Women Paid Less in Ex-Communist World. [Russia] The economic security of women in Central and Eastern Europe has declined since communism collapsed in those countries, a United Nations study says. Women in former Eastern Bloc countries are paid significantly less no matter what their occupation in both the public and private sectors, even though across the region they are -- on average -- better educated than men. The study, "The Story Behind the Numbers: Women and Employment in Central and Eastern Europe and the Western Commonwealth of Independent States," was released Tuesday by the U.N. Development Fund for Women.
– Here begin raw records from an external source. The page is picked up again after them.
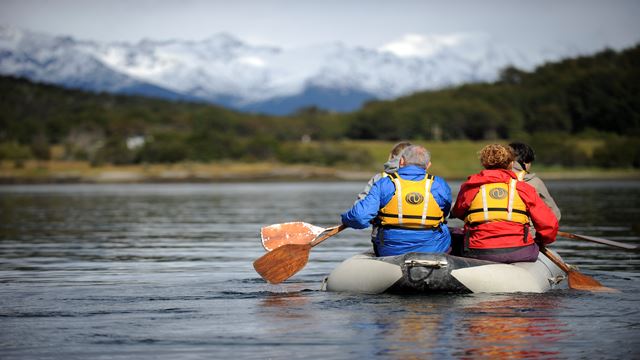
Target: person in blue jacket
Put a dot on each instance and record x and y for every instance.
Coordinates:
(409, 206)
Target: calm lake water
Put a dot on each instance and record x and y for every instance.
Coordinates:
(164, 272)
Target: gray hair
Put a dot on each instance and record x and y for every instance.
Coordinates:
(416, 155)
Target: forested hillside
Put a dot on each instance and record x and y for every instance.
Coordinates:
(591, 97)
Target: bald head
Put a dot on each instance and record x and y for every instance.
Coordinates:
(415, 155)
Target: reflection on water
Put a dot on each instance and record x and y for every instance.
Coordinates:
(164, 271)
(518, 327)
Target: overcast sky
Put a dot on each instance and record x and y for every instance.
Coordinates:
(585, 25)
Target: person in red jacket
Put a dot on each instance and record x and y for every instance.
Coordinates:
(497, 210)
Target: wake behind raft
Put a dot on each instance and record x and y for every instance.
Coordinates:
(425, 273)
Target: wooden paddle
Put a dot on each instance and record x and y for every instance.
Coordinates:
(577, 280)
(276, 235)
(597, 240)
(283, 262)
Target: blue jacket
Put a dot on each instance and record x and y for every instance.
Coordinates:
(401, 241)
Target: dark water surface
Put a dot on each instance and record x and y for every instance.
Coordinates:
(164, 272)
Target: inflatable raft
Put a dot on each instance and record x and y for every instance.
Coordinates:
(426, 273)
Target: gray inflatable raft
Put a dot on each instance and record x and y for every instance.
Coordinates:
(425, 273)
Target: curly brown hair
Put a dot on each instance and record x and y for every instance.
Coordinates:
(496, 156)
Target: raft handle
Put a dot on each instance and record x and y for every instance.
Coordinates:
(435, 264)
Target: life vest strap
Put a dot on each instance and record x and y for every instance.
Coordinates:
(380, 213)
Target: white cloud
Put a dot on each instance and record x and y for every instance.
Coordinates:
(252, 61)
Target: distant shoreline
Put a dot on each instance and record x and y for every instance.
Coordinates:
(59, 172)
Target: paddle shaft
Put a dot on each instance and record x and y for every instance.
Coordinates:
(329, 232)
(554, 259)
(597, 240)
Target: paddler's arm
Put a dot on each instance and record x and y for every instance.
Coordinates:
(365, 210)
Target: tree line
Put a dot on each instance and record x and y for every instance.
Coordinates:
(595, 96)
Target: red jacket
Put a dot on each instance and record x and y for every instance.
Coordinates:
(505, 234)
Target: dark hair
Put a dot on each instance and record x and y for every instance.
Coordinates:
(496, 156)
(524, 153)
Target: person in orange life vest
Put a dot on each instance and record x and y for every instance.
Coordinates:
(409, 207)
(390, 167)
(522, 167)
(497, 210)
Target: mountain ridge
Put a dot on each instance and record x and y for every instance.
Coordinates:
(224, 70)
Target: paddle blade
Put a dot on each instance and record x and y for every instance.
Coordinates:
(282, 263)
(276, 235)
(580, 281)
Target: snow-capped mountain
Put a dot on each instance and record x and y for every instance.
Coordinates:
(224, 70)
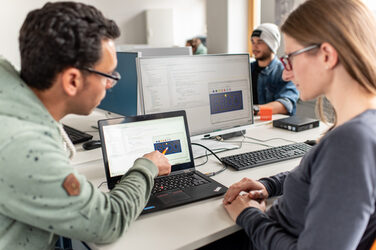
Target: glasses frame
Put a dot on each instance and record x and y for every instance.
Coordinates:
(115, 77)
(286, 59)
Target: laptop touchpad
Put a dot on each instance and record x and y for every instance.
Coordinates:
(174, 196)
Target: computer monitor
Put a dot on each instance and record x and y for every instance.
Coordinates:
(214, 90)
(122, 98)
(164, 51)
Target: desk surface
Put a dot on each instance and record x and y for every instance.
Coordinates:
(196, 224)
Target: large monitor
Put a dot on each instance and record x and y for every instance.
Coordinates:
(122, 98)
(214, 90)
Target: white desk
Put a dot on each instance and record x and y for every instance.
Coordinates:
(197, 224)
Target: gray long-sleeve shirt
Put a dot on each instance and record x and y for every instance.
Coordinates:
(329, 200)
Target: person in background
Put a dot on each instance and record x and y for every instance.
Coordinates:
(68, 59)
(268, 87)
(200, 48)
(329, 200)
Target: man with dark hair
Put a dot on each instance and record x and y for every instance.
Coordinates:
(268, 87)
(68, 60)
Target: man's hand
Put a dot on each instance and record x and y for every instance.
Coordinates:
(164, 167)
(242, 202)
(246, 185)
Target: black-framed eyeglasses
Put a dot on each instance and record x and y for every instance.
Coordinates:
(113, 78)
(286, 59)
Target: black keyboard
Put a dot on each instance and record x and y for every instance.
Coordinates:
(77, 136)
(266, 156)
(178, 181)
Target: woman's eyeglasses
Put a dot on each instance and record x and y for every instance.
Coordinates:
(286, 59)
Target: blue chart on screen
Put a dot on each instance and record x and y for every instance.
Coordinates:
(226, 101)
(173, 147)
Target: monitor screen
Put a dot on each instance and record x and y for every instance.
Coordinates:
(122, 98)
(214, 90)
(163, 51)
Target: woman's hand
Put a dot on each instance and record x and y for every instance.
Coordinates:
(242, 202)
(258, 190)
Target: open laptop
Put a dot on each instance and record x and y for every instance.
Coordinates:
(125, 139)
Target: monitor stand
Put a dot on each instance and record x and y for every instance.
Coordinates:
(230, 135)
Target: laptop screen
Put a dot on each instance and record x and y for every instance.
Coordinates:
(126, 139)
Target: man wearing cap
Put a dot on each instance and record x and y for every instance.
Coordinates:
(268, 87)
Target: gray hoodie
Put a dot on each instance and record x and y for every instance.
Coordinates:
(35, 203)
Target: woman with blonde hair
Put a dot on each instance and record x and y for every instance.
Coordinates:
(329, 200)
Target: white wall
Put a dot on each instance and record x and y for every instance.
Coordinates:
(227, 22)
(189, 20)
(238, 26)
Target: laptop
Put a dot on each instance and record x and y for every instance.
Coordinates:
(125, 139)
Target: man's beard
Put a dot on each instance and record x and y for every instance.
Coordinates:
(264, 56)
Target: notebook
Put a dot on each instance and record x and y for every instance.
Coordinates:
(125, 139)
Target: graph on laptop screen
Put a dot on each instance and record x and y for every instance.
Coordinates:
(214, 90)
(126, 142)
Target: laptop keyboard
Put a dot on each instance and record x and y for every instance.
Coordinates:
(76, 136)
(178, 181)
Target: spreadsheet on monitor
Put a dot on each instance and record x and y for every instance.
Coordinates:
(215, 90)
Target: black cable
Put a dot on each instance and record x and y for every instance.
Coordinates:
(215, 155)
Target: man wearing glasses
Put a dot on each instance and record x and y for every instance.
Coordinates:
(68, 60)
(268, 87)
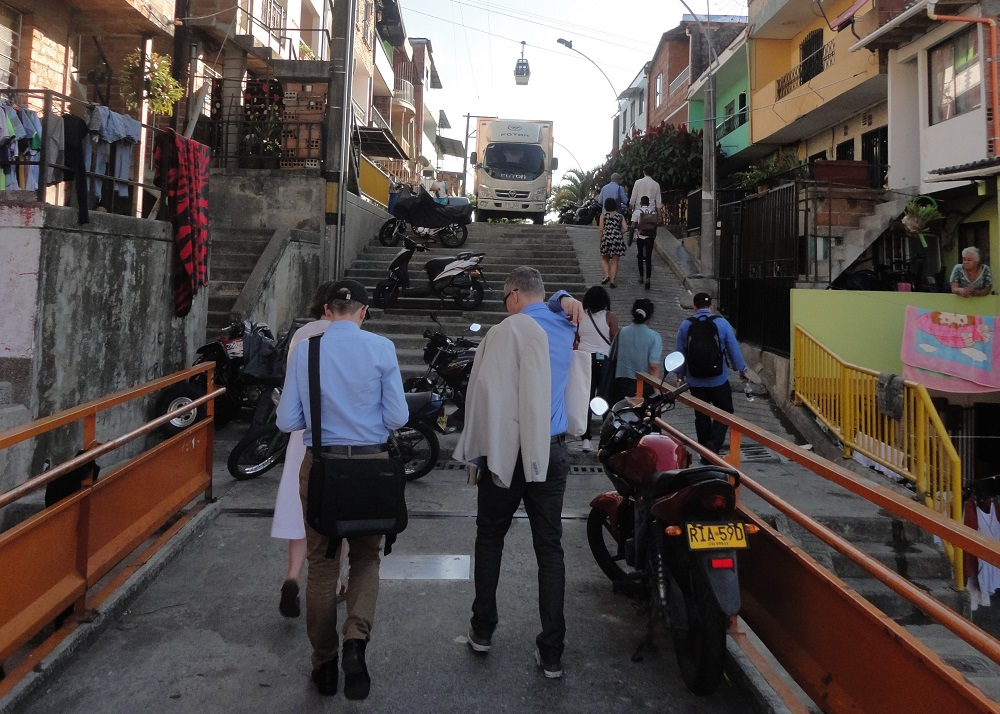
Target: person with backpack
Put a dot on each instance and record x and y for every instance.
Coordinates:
(644, 221)
(707, 341)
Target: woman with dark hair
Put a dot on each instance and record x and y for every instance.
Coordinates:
(594, 335)
(611, 228)
(639, 350)
(288, 522)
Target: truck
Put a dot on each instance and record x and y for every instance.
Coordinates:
(513, 165)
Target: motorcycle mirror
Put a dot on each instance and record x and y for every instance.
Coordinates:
(598, 406)
(673, 361)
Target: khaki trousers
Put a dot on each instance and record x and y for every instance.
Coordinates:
(322, 577)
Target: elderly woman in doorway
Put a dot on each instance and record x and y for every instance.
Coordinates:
(971, 278)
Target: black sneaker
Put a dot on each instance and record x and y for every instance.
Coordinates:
(326, 677)
(479, 642)
(357, 683)
(551, 666)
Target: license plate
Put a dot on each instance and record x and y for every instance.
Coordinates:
(712, 536)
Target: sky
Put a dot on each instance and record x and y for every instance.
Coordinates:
(476, 44)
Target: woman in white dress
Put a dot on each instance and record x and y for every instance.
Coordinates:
(289, 523)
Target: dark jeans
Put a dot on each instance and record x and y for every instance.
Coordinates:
(711, 433)
(645, 254)
(543, 504)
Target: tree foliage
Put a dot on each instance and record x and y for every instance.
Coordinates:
(674, 153)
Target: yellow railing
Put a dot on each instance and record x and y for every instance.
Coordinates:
(916, 446)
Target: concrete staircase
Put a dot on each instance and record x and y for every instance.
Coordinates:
(233, 255)
(547, 248)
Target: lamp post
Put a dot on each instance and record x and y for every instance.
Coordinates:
(708, 155)
(568, 44)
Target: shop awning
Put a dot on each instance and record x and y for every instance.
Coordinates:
(451, 147)
(378, 143)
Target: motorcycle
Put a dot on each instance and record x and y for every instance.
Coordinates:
(447, 224)
(415, 445)
(449, 365)
(459, 278)
(242, 357)
(589, 212)
(568, 214)
(675, 526)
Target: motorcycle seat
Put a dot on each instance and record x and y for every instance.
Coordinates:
(676, 479)
(435, 265)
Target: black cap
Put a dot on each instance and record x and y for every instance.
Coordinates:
(348, 290)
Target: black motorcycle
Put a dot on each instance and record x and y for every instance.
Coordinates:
(415, 445)
(447, 224)
(458, 278)
(449, 365)
(243, 357)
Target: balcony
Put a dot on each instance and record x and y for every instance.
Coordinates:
(403, 93)
(808, 68)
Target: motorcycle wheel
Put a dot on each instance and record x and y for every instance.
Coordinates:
(603, 544)
(701, 646)
(454, 236)
(388, 235)
(385, 296)
(417, 447)
(257, 452)
(175, 397)
(472, 297)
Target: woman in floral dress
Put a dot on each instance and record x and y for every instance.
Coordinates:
(611, 228)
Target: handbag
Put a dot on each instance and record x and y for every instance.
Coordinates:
(350, 498)
(606, 386)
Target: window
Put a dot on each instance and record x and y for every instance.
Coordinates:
(956, 76)
(811, 55)
(10, 46)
While statistics show the transition has resulted in economic hardship for both sexes, with living standards and work conditions being "leveled down" for most people, the study does point to an increase in gender inequality and launched possible longer-term deterioration in women's situations relative to that of men. Women in the region now comprise a larger share of public sector employees than they did in the early years of the transition, while men are much more likely to work in the private sphere. Public jobs are generally of low status and underpaid, the report notes. "Limited measures of gender inequality presented outside the broader socio-economic context could lead to inaccurate conclusions about the real situation women are facing, masking economic hardship, discrimination and declining living standards for many," said Osnat Lubrani, the regional program director of UNIFEM.

Scottish Women Most Likely to Assault Their Boyfriends. [Scotland] Scottish women are among the most likely to assault their boyfriends, according to figures released today. A survey of more than 6,000 women at 36 Universities across Europe found more than a third of Scots students had caused minor injuries to their partner. The rise in violent behaviour among women is being blamed on rising drug and alcohol use.

Female Genital Mutilation Trial Opens. [Sweden] A man of Somali origin has gone on trial here for forcing his 13 year old daughter to undergo genital mutilation, sometimes called female circumcision. It’s the first case since a law banning the procedure went into effect in 1982. Many immigrant families circumvented the law by having operations done abroad. The legislation was amended in 1999 to cover mutilations carried out outside the country. Last year the 41 year old man took his children to Somalia, where he allegedly held his daughter down while her clitoris was cut off. He has denied the charges, arguing that someone else must have forced his daughter to have the operation.